InfluxDB Data Validation Notebook

Import necessary modules

In [1]:
import os
import sys
from datetime import datetime, timedelta, timezone
import pandas as pd
from dotenv import load_dotenv
import logging

Add parent directory to path to allow importing src modules

In [2]:
sys.path.insert(0, os.path.abspath('../src'))

import config
from ha_client import HAClient
from influx_service import InfluxService

Set up logging

In [3]:
logging.basicConfig(level=logging.INFO, format='%(asctime)s - %(levelname)s - %(message)s')

Load environment variables from .env file

In [4]:
load_dotenv()

def get_influx_service() -> InfluxService:
    """Initializes and returns an InfluxService instance."""
    influx_url = os.getenv("INFLUX_URL")
    influx_token = os.getenv("INFLUX_TOKEN")
    influx_org = os.getenv("INFLUX_ORG")
    # InfluxService constructor does not take influx_bucket directly
    return InfluxService(influx_url, influx_token, influx_org)
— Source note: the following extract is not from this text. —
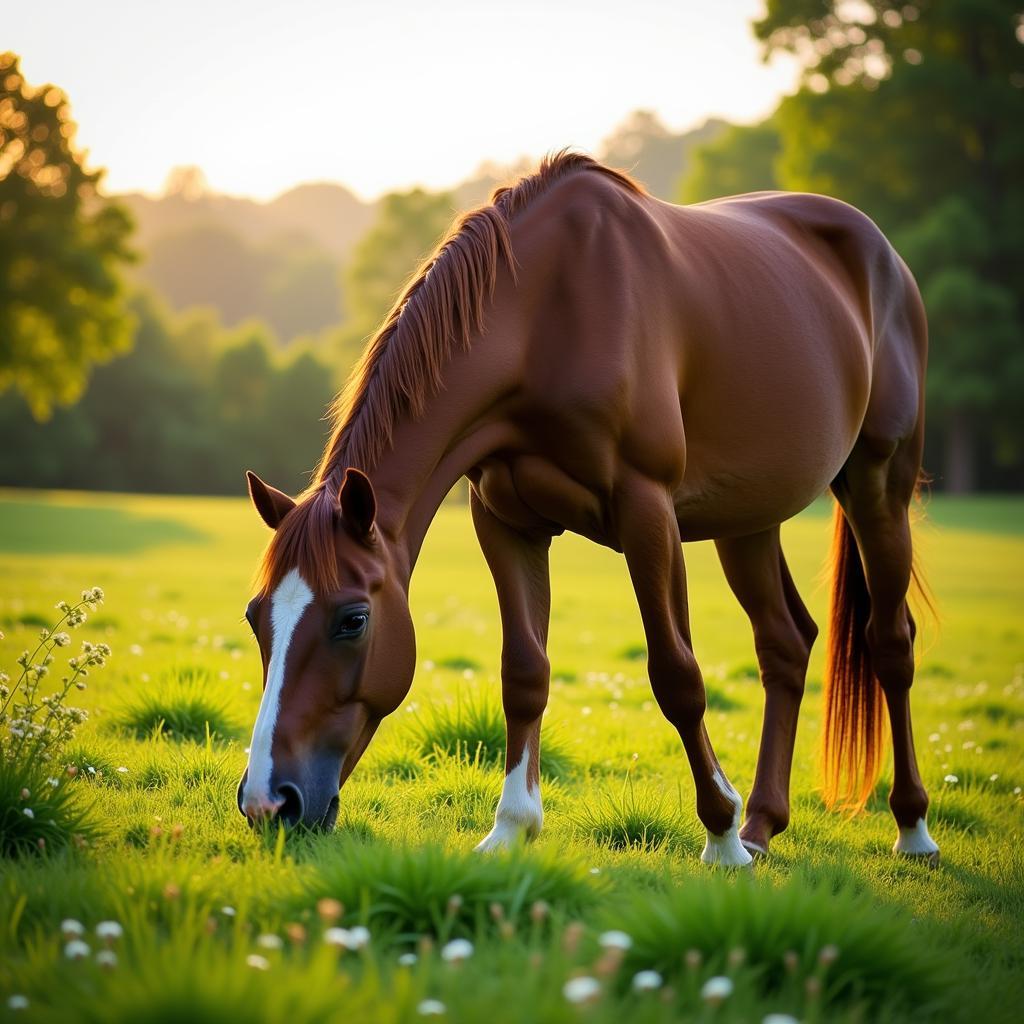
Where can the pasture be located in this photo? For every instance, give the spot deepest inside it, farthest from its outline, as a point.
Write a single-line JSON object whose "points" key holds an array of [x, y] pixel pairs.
{"points": [[224, 924]]}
def get_ha_client() -> HAClient:
    """Initializes and returns an HAClient instance."""
    hass_url = os.getenv("HASS_URL")
    hass_token = os.getenv("HASS_TOKEN")
    return HAClient(hass_url, hass_token)

Configuration Overview

Verify the key configuration settings for InfluxDB connection and the historical lookback window.

In [5]:
print(f"INFLUX_URL: {os.getenv('INFLUX_URL')}")
print(f"INFLUX_ORG: {os.getenv('INFLUX_ORG')}")
print(f"INFLUX_BUCKET: {os.getenv('INFLUX_BUCKET')}")
print(f"TRAINING_LOOKBACK_HOURS: {config.TRAINING_LOOKBACK_HOURS} hours")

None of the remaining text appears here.